Studio album by Alpha Blondy
- Released: 1989
- Label: Capitol

Alpha Blondy chronology
| Revolution (1987) | The Prophets (1989) | S.O.S Guerre Tribale (1991) |

= The Prophets (album) =

The Prophets is an album by the Ivorian musician Alpha Blondy, released in 1989. He is credited with his band, the Solar System. Blondy sang in French, Dioula, Arabic, and English.

==Critical reception==

Robert Christgau called The Prophets "a professional reggae album with the drums too loud, sliding gradually from felt convention to grooveful genericism." Trouser Press wrote: "Mixing synthesizers, horns, a female chorus and way too much reverb, [Blondy] deftly shifts in and out of reggae rhythms with political and religious songs in English, French and Dioula." The Chicago Tribune deemed it "a wonderfully accessible sound that combines the raw power and urgency of reggae and calypso with tinges of pop and R & B."
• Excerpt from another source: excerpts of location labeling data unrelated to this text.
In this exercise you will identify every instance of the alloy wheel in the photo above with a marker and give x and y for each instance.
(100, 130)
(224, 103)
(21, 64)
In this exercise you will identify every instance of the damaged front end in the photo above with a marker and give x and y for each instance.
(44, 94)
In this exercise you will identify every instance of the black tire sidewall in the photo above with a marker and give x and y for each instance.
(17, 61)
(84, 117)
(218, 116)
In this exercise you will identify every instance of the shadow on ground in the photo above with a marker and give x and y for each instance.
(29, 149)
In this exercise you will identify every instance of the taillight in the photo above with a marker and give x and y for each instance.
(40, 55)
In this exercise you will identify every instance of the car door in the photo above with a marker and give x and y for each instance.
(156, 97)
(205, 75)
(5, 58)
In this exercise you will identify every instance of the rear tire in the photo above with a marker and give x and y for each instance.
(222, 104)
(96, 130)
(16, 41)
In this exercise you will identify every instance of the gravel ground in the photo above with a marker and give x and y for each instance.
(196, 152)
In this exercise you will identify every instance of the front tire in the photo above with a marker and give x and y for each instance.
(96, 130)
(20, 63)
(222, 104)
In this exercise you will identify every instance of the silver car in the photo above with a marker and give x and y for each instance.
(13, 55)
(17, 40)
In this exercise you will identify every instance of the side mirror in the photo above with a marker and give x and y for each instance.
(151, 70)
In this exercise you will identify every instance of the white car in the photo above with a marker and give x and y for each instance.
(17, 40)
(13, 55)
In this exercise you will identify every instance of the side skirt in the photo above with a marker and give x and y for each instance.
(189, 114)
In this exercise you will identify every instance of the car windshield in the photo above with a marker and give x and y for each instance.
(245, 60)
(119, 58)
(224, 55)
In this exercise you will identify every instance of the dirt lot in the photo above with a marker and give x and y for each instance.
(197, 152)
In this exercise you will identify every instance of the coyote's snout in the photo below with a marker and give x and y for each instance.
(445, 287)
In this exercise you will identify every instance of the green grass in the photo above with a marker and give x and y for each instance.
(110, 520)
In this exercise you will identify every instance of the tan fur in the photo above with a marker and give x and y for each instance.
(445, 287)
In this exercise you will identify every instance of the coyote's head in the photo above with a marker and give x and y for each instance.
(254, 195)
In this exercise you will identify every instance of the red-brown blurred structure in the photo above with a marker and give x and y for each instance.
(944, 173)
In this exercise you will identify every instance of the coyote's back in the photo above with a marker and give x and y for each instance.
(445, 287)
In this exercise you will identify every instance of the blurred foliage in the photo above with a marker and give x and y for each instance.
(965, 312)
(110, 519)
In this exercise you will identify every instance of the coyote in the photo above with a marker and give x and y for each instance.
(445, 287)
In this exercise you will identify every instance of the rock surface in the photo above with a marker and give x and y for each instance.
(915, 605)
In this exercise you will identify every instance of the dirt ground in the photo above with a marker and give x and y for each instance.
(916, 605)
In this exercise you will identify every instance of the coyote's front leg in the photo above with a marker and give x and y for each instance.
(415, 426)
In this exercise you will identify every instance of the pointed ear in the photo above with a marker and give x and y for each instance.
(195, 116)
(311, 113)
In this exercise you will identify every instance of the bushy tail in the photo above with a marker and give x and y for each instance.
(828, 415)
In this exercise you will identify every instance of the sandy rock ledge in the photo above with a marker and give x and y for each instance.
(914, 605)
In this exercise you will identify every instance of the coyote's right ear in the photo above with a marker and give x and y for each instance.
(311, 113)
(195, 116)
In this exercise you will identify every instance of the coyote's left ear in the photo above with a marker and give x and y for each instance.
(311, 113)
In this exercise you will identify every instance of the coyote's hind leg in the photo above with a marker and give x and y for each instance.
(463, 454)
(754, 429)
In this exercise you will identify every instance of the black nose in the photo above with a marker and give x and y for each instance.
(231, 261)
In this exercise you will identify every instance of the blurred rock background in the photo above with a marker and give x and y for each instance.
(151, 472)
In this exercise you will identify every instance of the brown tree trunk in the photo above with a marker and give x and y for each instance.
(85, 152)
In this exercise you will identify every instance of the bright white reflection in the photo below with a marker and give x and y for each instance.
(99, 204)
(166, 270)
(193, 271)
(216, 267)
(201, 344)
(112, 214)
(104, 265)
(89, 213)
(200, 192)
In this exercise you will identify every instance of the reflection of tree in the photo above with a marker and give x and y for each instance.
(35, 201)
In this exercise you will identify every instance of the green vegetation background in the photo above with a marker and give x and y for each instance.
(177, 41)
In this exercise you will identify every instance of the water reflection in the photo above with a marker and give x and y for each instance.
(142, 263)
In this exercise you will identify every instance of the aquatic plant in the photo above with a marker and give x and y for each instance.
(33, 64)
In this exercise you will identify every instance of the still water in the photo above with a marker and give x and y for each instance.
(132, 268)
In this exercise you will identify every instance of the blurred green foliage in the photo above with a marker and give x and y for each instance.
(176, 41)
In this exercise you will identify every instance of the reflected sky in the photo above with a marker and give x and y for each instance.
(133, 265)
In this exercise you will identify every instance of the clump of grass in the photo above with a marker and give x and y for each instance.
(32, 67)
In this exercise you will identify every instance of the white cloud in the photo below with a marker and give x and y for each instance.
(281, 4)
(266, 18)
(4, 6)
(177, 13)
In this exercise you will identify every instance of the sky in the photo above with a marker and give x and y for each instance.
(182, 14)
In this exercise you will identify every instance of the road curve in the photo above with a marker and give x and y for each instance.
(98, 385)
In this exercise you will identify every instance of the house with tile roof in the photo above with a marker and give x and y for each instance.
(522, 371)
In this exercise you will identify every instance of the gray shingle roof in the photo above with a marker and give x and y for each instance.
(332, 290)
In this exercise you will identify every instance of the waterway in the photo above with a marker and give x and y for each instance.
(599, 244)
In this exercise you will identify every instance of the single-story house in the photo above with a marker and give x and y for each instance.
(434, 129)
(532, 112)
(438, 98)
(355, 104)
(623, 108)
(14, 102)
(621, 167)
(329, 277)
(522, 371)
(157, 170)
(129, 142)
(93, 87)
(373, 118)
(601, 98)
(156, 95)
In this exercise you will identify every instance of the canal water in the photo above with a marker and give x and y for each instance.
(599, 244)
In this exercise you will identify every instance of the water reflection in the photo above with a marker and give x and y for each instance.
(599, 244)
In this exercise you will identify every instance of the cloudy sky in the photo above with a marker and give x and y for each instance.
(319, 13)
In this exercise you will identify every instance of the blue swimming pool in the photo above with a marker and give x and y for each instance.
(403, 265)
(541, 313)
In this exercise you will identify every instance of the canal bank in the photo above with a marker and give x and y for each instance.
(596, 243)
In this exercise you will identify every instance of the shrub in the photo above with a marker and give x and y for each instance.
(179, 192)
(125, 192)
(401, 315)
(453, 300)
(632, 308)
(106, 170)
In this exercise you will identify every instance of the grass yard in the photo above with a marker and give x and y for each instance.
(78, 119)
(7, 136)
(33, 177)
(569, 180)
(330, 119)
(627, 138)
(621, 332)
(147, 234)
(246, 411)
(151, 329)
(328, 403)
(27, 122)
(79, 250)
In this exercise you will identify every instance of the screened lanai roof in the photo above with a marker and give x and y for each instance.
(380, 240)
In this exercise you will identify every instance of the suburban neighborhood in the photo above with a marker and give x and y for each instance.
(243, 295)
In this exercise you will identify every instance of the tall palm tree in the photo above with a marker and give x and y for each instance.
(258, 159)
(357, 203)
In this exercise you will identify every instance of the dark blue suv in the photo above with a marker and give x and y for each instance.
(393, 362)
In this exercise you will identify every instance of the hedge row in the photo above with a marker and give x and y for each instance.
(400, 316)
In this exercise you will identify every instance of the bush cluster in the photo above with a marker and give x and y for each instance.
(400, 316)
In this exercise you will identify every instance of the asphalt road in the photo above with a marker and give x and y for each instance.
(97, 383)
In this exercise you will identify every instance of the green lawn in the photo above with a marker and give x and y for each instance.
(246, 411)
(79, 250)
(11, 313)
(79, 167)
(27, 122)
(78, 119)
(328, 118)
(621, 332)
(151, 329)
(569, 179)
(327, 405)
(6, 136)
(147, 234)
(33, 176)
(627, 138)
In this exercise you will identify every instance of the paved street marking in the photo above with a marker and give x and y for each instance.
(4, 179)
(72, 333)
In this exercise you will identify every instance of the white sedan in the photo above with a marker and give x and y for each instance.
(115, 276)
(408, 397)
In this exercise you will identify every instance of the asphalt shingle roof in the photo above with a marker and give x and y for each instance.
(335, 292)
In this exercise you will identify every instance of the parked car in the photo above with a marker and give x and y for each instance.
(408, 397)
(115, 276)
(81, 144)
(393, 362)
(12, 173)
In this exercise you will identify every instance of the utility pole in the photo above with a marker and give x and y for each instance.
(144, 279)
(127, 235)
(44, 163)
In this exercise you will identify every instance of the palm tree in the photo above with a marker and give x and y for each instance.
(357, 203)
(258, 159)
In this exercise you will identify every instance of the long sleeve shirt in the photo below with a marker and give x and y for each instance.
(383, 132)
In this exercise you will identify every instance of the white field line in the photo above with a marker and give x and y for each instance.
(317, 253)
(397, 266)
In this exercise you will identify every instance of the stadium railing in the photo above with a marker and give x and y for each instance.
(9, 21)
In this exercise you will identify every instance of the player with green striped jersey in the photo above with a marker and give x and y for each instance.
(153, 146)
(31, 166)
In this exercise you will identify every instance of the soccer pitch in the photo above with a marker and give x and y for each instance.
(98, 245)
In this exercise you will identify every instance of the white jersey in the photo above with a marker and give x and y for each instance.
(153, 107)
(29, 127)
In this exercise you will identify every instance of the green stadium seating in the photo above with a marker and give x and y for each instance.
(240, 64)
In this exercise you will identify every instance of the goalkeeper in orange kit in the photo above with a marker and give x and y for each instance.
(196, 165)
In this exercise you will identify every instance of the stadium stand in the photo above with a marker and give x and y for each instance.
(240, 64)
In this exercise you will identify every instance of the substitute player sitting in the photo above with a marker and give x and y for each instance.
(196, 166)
The Gazette determined that "despite its derivative feel, The Prophets is a shimmering tribute to the spirit of reggae and Rastafarianism." The Sun-Sentinel noted that it "sports a hybrid Caribbean sound that often fuses reggae's traditional rhythmic lilt to a hard electronic back beat." The Washington Post stated that "the music defines a distinctively African brand of reggae with a lighter bottom, sweeter harmonies, bouncier horn charts and a greater emphasis on secondary polyrhythms."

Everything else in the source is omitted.